Crib Quilt top from my collection.
Similar pattern From Stella Rubin's shop (#1)
I love these charm quilts from the 1870s and '80s with the grayed lilac prints. Looking back, we can see a major fad for using fashionable dress prints in a tessellated one patch top.
I noticed a minor style trend when I was looking at a few.
Collection New England Quilt Museum (#2)
In the center of the starry field of prints is a hexagon
of solid colors.
#2
A third quilt from the Nickols Collection
at the Mingei Museum
#3 center
Ann Quilts posted this photo of one she was repairing (#4).
At first I thought they were all the same quilt but they are four quilts in the same style,
down to the solid fabrics in a central block.

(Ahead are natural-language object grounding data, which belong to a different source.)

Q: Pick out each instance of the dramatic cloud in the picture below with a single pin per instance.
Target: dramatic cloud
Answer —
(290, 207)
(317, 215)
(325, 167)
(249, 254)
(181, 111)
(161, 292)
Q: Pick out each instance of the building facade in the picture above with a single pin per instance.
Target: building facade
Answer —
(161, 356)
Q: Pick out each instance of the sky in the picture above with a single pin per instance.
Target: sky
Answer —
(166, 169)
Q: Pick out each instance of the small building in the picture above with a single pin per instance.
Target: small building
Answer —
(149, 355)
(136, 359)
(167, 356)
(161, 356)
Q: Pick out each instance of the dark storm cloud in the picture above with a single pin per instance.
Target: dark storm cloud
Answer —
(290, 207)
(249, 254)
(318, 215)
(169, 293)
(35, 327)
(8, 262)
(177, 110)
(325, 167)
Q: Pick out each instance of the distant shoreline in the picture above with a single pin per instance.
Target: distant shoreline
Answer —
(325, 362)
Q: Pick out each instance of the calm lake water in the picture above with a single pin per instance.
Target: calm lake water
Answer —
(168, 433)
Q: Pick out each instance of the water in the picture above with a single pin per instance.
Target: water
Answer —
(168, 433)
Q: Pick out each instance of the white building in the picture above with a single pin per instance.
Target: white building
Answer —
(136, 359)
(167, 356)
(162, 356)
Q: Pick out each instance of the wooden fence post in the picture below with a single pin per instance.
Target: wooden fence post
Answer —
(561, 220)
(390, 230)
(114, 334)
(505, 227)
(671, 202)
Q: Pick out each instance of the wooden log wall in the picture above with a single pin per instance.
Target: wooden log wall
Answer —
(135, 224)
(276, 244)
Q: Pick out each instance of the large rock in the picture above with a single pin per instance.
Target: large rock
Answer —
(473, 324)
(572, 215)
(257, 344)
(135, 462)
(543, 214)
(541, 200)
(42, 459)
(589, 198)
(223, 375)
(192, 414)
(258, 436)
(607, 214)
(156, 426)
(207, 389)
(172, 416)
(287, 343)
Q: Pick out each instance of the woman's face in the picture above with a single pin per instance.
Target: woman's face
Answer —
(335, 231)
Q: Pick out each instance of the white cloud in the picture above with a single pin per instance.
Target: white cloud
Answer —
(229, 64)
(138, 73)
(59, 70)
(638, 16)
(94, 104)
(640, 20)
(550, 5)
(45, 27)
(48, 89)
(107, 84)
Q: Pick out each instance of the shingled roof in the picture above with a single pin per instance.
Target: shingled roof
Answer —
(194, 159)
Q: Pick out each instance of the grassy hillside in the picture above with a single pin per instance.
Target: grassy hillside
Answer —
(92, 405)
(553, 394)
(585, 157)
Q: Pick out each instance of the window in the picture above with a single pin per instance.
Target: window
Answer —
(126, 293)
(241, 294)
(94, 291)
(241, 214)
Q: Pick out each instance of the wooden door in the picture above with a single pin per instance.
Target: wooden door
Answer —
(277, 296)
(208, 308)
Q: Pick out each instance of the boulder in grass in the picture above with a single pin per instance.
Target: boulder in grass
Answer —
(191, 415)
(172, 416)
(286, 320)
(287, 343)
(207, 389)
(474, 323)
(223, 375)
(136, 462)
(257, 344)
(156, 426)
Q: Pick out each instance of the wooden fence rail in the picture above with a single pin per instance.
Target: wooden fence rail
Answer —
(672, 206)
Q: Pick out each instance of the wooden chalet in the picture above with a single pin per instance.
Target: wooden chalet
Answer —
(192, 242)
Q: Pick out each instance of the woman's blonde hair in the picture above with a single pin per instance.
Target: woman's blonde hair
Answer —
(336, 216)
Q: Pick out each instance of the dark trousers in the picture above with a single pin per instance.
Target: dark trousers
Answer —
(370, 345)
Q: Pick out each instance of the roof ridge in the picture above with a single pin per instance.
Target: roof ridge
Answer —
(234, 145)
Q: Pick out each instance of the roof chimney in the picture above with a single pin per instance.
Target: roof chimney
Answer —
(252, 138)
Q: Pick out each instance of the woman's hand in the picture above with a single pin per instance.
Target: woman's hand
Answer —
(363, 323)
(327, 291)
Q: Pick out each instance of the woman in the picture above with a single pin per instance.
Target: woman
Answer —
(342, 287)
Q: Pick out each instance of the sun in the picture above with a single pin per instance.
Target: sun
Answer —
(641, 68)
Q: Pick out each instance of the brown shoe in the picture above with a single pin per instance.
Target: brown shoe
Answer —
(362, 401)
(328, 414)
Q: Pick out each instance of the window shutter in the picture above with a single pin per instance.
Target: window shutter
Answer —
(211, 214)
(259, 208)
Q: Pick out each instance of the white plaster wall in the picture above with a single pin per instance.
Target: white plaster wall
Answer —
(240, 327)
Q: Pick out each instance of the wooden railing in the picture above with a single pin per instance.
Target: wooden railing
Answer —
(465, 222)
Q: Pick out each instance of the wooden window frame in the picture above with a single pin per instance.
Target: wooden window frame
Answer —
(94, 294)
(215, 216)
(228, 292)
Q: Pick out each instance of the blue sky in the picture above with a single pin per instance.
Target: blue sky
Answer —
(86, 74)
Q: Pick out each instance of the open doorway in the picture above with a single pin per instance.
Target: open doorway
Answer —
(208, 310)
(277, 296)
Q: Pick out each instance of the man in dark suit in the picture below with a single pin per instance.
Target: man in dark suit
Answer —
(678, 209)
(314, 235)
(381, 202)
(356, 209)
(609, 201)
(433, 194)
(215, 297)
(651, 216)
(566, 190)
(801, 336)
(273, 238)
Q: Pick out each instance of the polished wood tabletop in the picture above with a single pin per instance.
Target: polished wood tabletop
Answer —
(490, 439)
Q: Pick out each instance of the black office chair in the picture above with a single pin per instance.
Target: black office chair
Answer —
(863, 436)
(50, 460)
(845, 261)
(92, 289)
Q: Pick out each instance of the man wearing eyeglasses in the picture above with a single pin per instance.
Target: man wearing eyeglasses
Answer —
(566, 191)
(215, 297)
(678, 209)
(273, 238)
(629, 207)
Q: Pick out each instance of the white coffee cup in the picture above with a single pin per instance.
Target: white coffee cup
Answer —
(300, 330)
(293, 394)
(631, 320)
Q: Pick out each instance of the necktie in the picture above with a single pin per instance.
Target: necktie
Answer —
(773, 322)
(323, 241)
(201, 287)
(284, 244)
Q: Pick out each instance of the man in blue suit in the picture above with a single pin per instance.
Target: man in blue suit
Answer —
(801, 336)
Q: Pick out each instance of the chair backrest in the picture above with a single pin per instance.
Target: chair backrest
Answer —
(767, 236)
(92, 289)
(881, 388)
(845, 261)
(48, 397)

A hexagon charm quilt with the central ring of solids.
This one is in the collection of the International Quilt Study Center and Museum.
#1997.007.0907...
date-inscribed 1887,
made by Mary Ann Grosh Stoner in Ohio.
(Plain colored fabrics were not too colorfast in 1887---I wonder
if that white piece in the ring was once green.)
From the Pat Nickols collection at the Mingei Museum
Another 60 degree diamond with a central focus of solid colors.
Apparently your authentic period charm
quilt needs a few solids in the center.